Wheatley dispenses with the polish of his Du Maurier adaptation, getting down and dirty with his keen eye for grisly spectacle, augmented by some trippy sequences and a score from Clint Mansell that sows dread wherever it goes. We could do with less exposition, but this is an entertaining exorcising of demons and a return to the director’s “Kill List” best.

“Pleasure”

"Pleasure"

Ninja Thyberg’s searing debut takes aim at America’s adult film industry, peeling back the veneer of eroticism to find professional rivalries, coercive coworkers and patriarchal oppression. In some ways, the film says, it’s similar to any other job, but Thyberg is clear-eyed about the differences, offering notes on the topic of consent, the downward spiral into extreme acts and the for-profit violence meted out on women’s bodies.

Sofia Kappel as Linnéa, a 20-year-old Swede who moves to L.A. to pursue a career as Bella Cherry, delivers a fearless and committed performance. Paired with deft and unflinching direction, it dares you to disrespect it by looking away. Meanwhile, a supporting cast sourced from within adult entertainment provide an additional note of authenticity.

If “Pleasure” finds widespread distribution — and it is an if, this is explicit stuff — there will be no small amount of pearl-clutching on release. Originally destined for Cannes last year, we can only imagine the commotion it would have caused in that critical pressure cooker. Watching from home, it’s clear this thought-provoking film has a lot to say, if only one chooses to listen in good faith.

“The Sparks Brothers”

"The Sparks Brothers"

Director Edgar Wright’s foray into documentary was born of his love for cult band Sparks, but also the fact he kept having to explain to people just who they were.

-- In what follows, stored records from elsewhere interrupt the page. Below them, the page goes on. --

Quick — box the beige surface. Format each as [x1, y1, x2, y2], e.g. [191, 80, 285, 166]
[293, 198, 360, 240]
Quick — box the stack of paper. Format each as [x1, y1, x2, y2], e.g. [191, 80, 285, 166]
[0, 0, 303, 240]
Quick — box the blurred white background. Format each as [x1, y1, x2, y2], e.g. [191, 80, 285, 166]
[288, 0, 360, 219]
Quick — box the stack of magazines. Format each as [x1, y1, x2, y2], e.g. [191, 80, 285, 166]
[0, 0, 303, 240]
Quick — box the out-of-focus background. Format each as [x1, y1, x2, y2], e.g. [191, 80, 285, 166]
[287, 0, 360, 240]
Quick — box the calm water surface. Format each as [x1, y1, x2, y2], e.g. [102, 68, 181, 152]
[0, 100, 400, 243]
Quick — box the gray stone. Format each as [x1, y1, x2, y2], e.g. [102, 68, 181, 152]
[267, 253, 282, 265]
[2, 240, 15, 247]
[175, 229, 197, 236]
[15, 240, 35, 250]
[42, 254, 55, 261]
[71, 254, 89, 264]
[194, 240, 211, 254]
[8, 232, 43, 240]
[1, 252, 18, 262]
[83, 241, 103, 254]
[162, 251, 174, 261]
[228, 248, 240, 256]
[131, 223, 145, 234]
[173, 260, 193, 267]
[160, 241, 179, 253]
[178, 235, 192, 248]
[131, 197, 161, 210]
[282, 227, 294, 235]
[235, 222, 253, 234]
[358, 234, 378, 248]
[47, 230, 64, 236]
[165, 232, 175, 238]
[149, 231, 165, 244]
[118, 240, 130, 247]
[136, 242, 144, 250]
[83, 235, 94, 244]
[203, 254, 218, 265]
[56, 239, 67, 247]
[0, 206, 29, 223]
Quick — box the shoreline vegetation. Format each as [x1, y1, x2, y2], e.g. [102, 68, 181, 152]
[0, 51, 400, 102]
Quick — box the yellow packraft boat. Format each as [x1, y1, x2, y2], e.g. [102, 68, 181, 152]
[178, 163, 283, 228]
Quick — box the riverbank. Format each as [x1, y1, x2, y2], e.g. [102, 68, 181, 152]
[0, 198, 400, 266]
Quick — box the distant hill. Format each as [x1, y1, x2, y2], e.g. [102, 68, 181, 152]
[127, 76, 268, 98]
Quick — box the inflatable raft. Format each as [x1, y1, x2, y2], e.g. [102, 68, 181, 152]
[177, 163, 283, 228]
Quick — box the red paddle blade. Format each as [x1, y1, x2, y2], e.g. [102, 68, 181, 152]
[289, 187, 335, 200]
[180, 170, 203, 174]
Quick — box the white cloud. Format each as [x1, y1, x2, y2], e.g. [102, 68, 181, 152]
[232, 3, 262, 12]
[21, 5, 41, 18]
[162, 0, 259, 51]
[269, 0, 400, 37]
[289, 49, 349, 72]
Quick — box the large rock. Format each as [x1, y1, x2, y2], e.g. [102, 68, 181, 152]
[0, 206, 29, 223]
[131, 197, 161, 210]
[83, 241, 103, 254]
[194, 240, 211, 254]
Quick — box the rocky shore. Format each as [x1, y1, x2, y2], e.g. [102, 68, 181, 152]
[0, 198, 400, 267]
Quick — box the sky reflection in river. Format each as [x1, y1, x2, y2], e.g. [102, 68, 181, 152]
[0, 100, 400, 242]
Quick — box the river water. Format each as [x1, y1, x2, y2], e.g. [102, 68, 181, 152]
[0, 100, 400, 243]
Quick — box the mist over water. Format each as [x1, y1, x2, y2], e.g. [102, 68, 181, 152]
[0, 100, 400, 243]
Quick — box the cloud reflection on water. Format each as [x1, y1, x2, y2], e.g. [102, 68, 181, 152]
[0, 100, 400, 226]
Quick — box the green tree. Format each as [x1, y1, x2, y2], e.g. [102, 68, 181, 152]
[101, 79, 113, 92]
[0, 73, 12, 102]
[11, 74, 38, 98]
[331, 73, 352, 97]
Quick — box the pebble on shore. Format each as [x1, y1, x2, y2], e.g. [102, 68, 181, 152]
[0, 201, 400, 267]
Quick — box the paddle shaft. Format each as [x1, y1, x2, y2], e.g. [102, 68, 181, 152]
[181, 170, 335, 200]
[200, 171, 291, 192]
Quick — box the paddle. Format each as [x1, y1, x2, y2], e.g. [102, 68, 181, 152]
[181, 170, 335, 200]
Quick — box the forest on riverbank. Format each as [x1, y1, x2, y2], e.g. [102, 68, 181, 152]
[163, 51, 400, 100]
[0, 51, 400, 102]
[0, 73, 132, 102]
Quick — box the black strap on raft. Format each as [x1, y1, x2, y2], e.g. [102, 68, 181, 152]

Dubbed by one talking head “the best British group to ever come from America,” across six decades their itinerant sound has passed through rock, pop, disco and electro (with a sojourn into neoclassical) while remaining singularly… well, Sparks. Their dips in and out of popularity and their forward-looking, art-for-art’s-sake ethos has made them influential within the industry. In their seventies now, they’re on hand to look back through the albums, while there’s plenty of big names ready to appraise them, from Flea of Red Hot Chili Peppers (once a supporting act) to Giorgio Moroder (producer of album “No.1 In Heaven”).

The central duo Ron and Russell Mael make for an affable but inscrutable pair, and despite a 135-minute profile with a dizzying array of interviewees, they leave with most of their mystique intact. Which, one suspects, suits them just fine.

The Sundance Film Festival concludes February 3.